100 Tage vor der Bundestagswahl bzw. 11 Tage vor dem Beginn der Parlamentsferien schließt sich das Fenster, um noch Gesetzgebungsvorhaben über die Bühne zu bringen. Ein solches Vorhaben ist das Gesetz zur Nutzung verwaister und vergriffener Werke und einer weiteren Änderung des Urheberrechtsgesetzes, das von der Bundesregierung eingebracht wurde. Hierin enthalten sind zwei Themen des Urheberrechtes, die uns die ganze Legislaturperiode über begleitet haben:

  1. Die Umsetzung der Richtlinie 2012/28/EU zur Nutzung verwaister Werke
  2. Die Einführung eines unabdingbaren Zweitveröffentlichungsrechts

Wikimedia Deutschland hat zu beiden Themen in der Vergangenheit öffentlich und insbesondere auch in Stellungnahmen gegenüber dem Bundesministerium der Justiz seine Haltung deutlich gemacht.
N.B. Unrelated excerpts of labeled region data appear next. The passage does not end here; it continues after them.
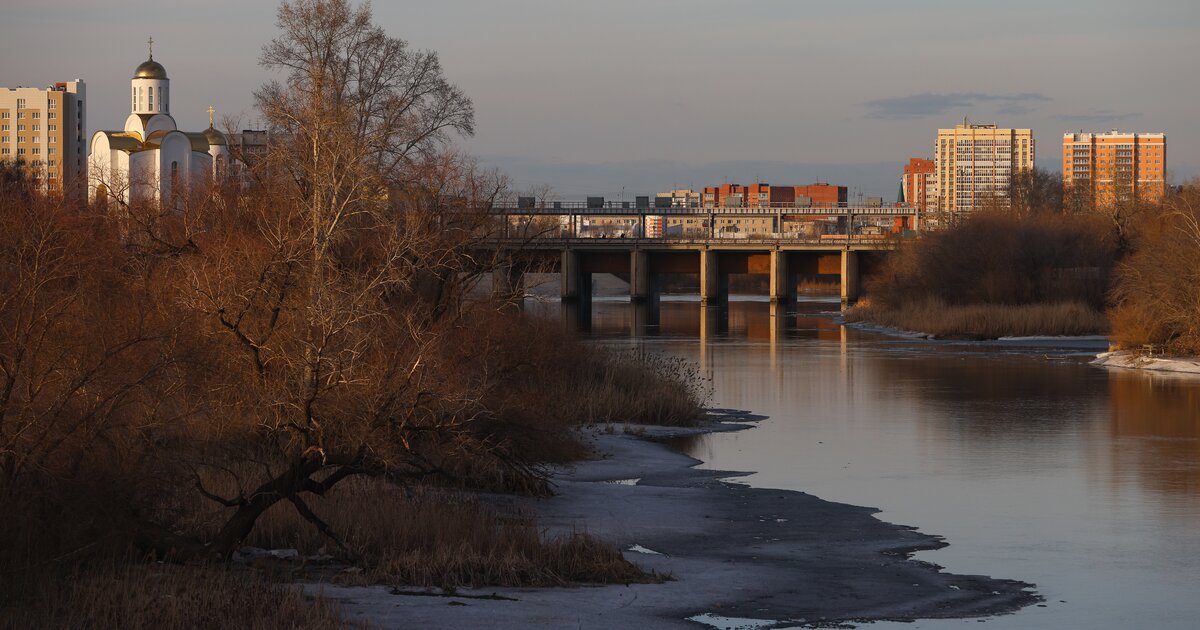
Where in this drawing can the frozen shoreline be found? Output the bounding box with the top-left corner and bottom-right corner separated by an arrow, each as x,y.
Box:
305,415 -> 1040,629
1092,350 -> 1200,374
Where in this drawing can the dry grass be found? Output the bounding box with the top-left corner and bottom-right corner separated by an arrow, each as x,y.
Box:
846,299 -> 1109,340
564,348 -> 709,426
248,479 -> 661,588
0,562 -> 348,630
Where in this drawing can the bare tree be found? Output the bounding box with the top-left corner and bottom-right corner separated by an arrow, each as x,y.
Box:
157,0 -> 538,557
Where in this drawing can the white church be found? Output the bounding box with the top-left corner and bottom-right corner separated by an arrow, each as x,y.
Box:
88,40 -> 230,203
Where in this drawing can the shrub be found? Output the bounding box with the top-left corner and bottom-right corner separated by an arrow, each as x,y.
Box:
1109,184 -> 1200,355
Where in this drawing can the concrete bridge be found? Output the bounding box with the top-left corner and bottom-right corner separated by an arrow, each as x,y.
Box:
492,238 -> 894,305
477,197 -> 920,304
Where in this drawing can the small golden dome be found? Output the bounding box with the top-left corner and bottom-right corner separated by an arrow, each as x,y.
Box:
133,58 -> 167,79
204,127 -> 228,146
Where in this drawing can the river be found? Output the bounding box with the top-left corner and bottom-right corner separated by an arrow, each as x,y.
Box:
527,298 -> 1200,629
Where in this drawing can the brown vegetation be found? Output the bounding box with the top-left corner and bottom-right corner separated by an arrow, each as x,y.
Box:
845,299 -> 1109,340
0,0 -> 703,626
247,479 -> 659,588
0,562 -> 347,630
851,211 -> 1116,338
1110,184 -> 1200,356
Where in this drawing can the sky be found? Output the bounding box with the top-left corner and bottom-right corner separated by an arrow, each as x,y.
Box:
0,0 -> 1200,199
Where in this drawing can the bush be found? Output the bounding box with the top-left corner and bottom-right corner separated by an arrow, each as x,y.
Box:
866,212 -> 1116,308
1109,184 -> 1200,356
847,211 -> 1117,338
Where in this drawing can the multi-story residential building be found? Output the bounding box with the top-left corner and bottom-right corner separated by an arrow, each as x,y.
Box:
702,184 -> 848,208
654,188 -> 701,208
1062,130 -> 1166,205
934,119 -> 1033,214
900,157 -> 937,211
0,79 -> 88,193
791,184 -> 850,208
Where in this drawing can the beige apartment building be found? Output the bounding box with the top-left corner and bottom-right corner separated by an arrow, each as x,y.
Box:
0,79 -> 88,194
934,119 -> 1033,214
1062,130 -> 1166,205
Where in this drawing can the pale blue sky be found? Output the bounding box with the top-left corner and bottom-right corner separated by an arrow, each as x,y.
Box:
0,0 -> 1200,197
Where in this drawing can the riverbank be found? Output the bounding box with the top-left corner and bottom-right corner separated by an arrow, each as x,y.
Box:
842,299 -> 1109,341
305,415 -> 1040,629
1092,350 -> 1200,374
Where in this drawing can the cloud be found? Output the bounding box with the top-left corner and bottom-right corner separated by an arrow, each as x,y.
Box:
863,92 -> 1051,120
1051,109 -> 1141,124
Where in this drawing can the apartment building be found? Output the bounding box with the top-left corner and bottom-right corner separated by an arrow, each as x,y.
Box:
0,79 -> 88,194
1062,130 -> 1166,205
934,119 -> 1034,214
900,157 -> 937,211
654,188 -> 701,208
702,184 -> 848,208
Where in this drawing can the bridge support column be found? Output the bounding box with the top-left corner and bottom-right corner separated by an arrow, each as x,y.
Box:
841,250 -> 858,305
770,250 -> 792,302
700,250 -> 730,306
558,250 -> 580,302
492,259 -> 524,305
629,250 -> 653,302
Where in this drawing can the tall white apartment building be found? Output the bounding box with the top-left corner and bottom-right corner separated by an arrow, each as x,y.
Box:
0,79 -> 88,193
934,119 -> 1033,214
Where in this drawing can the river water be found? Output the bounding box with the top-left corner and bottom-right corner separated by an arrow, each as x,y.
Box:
532,299 -> 1200,629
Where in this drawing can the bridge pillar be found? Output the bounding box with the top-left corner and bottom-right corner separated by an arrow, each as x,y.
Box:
841,250 -> 858,305
700,250 -> 730,306
770,250 -> 792,302
492,259 -> 524,305
629,250 -> 653,302
558,250 -> 580,302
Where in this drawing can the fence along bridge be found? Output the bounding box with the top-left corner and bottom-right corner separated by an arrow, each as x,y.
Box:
477,197 -> 920,304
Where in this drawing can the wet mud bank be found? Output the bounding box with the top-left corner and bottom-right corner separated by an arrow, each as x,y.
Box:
306,419 -> 1040,629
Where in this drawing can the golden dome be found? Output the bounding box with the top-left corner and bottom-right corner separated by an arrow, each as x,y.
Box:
204,127 -> 228,146
133,58 -> 167,79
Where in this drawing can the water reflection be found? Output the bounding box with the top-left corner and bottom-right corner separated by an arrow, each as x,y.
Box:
530,299 -> 1200,628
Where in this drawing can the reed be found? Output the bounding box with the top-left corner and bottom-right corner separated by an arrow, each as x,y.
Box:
845,299 -> 1109,340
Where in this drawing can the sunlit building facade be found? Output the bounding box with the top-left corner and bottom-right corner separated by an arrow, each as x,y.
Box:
0,79 -> 88,193
1062,130 -> 1166,205
934,119 -> 1034,214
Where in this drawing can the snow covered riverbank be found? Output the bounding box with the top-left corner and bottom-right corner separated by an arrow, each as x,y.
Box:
306,415 -> 1040,630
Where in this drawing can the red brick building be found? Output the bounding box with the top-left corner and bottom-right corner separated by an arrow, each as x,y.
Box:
904,157 -> 937,210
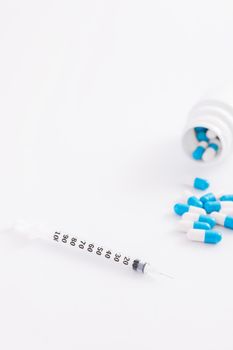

Für alle Neudazugekommenen gibt es dazu folgende stark verknappte Zusammenfassung:

  1. Verwaiste Werke sind urheberrechtlich geschützte Werke, deren Rechteinhaber nicht auffindbar sind und die daher bislang nicht genutzt (z.B. digitalisiert bzw. im Netz veröffentlicht) werden dürfen. Die EU-Richtlinie bestimmt, unter welchen eng gezogenen Bedingungen eine solche Nutzung dennoch möglich sein soll. Die EU-Mitgliedsstaaten erhalten Zeit bis Oktober 2014, diese Richtlinie in nationales Recht umzusetzen. Nach der Richtlinie wird es nicht möglich sein, verwaiste Werke in Wikimedia-Projekten zu nutzen, weil die erlaubten Nutzungshandlungen zu restriktiv sein werden.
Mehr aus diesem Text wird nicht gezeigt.